Asymptotically well-calibrated Bayesian $p$-value using the Kolmogorov-Smirnov statistic
Yueming Shen, Surya Tokdar
TL;DR
This work addresses the conservatism and potential non-uniformity of the posterior predictive p-value in Bayesian model checking. It develops a general criterion for asymptotic well-calibration and proves that Kolmogorov–Smirnov type statistics, including the classical KS statistic and its regression-generalized form, satisfy this criterion under contiguous alternatives. The authors show that ppp(CKS) and ppp(GKS) are asymptotically Uniform$(0,1)$ and demonstrate their finite-sample reliability and power through Gamma model and Gamma GLM simulations, including comparisons with chi-squared and score tests.
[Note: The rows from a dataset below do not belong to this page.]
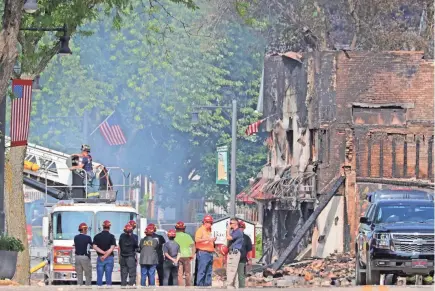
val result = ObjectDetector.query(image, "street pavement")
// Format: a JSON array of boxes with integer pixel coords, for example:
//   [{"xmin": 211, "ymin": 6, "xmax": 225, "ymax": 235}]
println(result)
[{"xmin": 0, "ymin": 286, "xmax": 433, "ymax": 290}]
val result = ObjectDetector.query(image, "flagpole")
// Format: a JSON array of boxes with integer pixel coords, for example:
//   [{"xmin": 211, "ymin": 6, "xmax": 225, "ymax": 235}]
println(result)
[{"xmin": 89, "ymin": 110, "xmax": 115, "ymax": 136}]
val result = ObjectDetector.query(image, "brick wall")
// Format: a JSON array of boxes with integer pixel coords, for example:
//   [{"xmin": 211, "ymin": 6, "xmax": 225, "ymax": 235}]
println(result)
[
  {"xmin": 335, "ymin": 51, "xmax": 434, "ymax": 124},
  {"xmin": 334, "ymin": 51, "xmax": 434, "ymax": 183}
]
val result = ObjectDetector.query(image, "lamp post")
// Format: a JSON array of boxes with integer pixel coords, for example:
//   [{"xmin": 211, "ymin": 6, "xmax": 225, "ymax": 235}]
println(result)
[
  {"xmin": 191, "ymin": 98, "xmax": 238, "ymax": 217},
  {"xmin": 0, "ymin": 23, "xmax": 71, "ymax": 234},
  {"xmin": 19, "ymin": 24, "xmax": 72, "ymax": 55}
]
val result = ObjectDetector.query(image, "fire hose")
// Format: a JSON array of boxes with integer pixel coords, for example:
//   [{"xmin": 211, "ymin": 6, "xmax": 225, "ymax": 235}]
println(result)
[{"xmin": 30, "ymin": 258, "xmax": 49, "ymax": 274}]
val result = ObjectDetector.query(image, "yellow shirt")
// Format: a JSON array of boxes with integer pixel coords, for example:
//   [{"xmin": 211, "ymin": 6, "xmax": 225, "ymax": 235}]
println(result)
[{"xmin": 195, "ymin": 225, "xmax": 214, "ymax": 252}]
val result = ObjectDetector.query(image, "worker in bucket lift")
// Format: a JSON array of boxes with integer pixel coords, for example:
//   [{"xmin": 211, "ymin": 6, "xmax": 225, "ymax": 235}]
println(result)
[
  {"xmin": 119, "ymin": 223, "xmax": 139, "ymax": 286},
  {"xmin": 195, "ymin": 214, "xmax": 216, "ymax": 286},
  {"xmin": 69, "ymin": 144, "xmax": 96, "ymax": 195},
  {"xmin": 73, "ymin": 223, "xmax": 93, "ymax": 286}
]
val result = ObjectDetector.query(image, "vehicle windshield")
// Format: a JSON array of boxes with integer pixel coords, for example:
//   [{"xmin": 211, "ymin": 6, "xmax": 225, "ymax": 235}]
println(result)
[
  {"xmin": 95, "ymin": 212, "xmax": 137, "ymax": 239},
  {"xmin": 53, "ymin": 211, "xmax": 94, "ymax": 240},
  {"xmin": 374, "ymin": 204, "xmax": 435, "ymax": 224}
]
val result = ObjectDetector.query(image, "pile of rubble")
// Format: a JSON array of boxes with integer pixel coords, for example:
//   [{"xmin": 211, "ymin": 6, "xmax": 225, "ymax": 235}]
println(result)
[{"xmin": 247, "ymin": 253, "xmax": 356, "ymax": 287}]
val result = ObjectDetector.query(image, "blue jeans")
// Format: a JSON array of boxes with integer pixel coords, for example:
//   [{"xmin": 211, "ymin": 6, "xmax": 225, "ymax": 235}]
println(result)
[
  {"xmin": 196, "ymin": 250, "xmax": 213, "ymax": 286},
  {"xmin": 141, "ymin": 264, "xmax": 157, "ymax": 286},
  {"xmin": 96, "ymin": 256, "xmax": 114, "ymax": 286}
]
The results provide robust, omnibus Bayesian model-checking tools that integrate naturally with posterior predictive workflows and extend calibration theory beyond asymptotically normal statistics, with practical applicability to common regression models such as Gamma GLMs.
Abstract
The posterior predictive $p$-value (ppp) is widely used in Bayesian model evaluation. However, due to double use of the data, the ppp may not be a valid $p$-value even in large samples: The asymptotic null distribution of the ppp can be non-uniform unless the underlying test statistic satisfies certain well-calibration conditions. Such conditions have been studied in the literature for asymptotically normal test statistics. We extend this line of work by establishing well-calibration conditions for test statistics that are not necessarily asymptotically normal. In particular, we show that Kolmogorov-Smirnov (KS)-type test statistics satisfy these conditions, such that their ppps are asymptotically well-calibrated Bayesian $p$-values. KS-type statistics are versatile, omnibus, and sensitive to model misspecifications. They apply to i.i.d. real-valued data, as well as non-identically distributed observations under regression models. Numerical experiments demonstrate that such $p$-values are well behaved in finite samples and can effectively detect a wide range of alternative models.